In May of the same year, a woman named Patricia Jones was reported missing by her husband Walter Jones. Love says police later found out Jones and Kinne were in a relationship, that Jones ended after Kinne asked him to end things with his wife because she claimed she was pregnant.
“Sharon then duped Patricia Jones into meeting with her and that was the last time Patricia Jones was seen alive.”
Love says Kinne took part in a large-scale search for the missing woman and ended up being the one who found her with one other person, who reported Kinne acting surprised to have found the body. Jones was shot four times with a .22 pistol. Later that year Kinne was arrested for the murder of both Jones and her husband, even though no weapons was found for the Jones murder.
Kinne was found not guilty of Jones’s murder in June of 1961, but in January of 1962 was convicted for the murder of her husband and sentenced to life in prison.
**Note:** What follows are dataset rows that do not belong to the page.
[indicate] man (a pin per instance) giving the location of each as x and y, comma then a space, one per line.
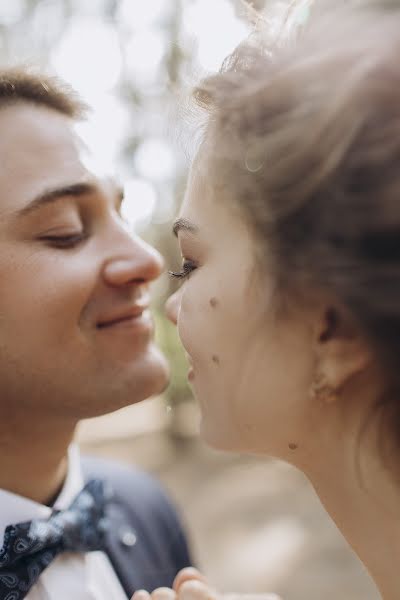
75, 342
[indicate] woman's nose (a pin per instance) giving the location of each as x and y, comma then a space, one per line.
172, 307
137, 262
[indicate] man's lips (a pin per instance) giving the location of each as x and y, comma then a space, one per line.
126, 315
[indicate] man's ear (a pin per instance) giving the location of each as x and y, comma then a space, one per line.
341, 352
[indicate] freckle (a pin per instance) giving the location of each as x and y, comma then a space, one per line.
213, 302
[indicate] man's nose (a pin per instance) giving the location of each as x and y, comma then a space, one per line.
135, 262
172, 307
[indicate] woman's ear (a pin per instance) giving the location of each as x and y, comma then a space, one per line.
341, 353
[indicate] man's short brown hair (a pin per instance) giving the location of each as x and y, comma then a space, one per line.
21, 83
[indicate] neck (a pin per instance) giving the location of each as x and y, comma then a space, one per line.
33, 458
363, 497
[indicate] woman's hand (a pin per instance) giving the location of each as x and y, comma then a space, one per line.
190, 584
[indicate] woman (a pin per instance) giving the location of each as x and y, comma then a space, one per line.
289, 309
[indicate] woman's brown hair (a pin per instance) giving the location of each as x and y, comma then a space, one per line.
307, 140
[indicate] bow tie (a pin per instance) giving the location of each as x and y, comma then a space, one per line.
31, 546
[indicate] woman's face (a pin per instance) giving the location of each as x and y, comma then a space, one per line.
251, 370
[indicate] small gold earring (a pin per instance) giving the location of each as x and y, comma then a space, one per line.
322, 390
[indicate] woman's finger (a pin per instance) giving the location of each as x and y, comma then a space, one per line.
187, 574
141, 595
194, 589
163, 594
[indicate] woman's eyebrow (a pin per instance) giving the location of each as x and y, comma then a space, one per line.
185, 225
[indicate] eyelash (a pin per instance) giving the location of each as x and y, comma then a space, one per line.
65, 241
187, 267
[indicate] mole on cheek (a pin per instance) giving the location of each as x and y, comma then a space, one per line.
214, 302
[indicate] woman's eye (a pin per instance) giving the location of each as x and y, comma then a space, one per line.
187, 267
64, 241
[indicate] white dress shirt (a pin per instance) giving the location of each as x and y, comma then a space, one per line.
72, 575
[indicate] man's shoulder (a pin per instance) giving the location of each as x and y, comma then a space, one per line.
128, 482
140, 506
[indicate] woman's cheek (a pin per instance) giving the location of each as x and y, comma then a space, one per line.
191, 321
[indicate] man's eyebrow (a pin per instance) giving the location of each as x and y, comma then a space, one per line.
185, 225
75, 190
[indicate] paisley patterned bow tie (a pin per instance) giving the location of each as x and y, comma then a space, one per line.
31, 546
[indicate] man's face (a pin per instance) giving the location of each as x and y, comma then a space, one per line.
75, 332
The following year the conviction was appealed at the Missouri Supreme Court. The Supreme Court overturned the conviction and called for a new trial. Kinne was released on bond pending the new trial when Love says she fled to Mexico, where in 1964 she shot and killed a man in a Mexico City hotel room.
“Mexico City [police] took Sharon back to her hotel room, they searched the hotel room and found a high standard .22 pistol, that pistol was later compared by [the Kansas City Police Department] ballistics experts and it was found to be the murder weapon for the Patricia Jones murder,” Love says. “She was sentenced to 13 years in a Mexico prison.”
Love says after she escaped the prison in Mexico she was never to be seen again. Annalysts in the US say information they found on Kinne was minimal between 1969 and 1979 outside of her marriage to her second husband in Los Angeles, California.
According to her second husband’s obituary, the two moved to Taber in 1973 where they started a Century 21 real estate agency and owned a motel. Her second husband passed away in 1979 while in his late 30s and three years later Kinne married her third husband who passed away in 2011.
Members of Kinne’s family issued a statement which reads, “We would like to state how happy we are that this chapter in our family history can be closed. Hopefully, this closure will allow the family a chance to heal from her traumatic legacy.”
Family members have requested to remain anonymous and asked for privacy.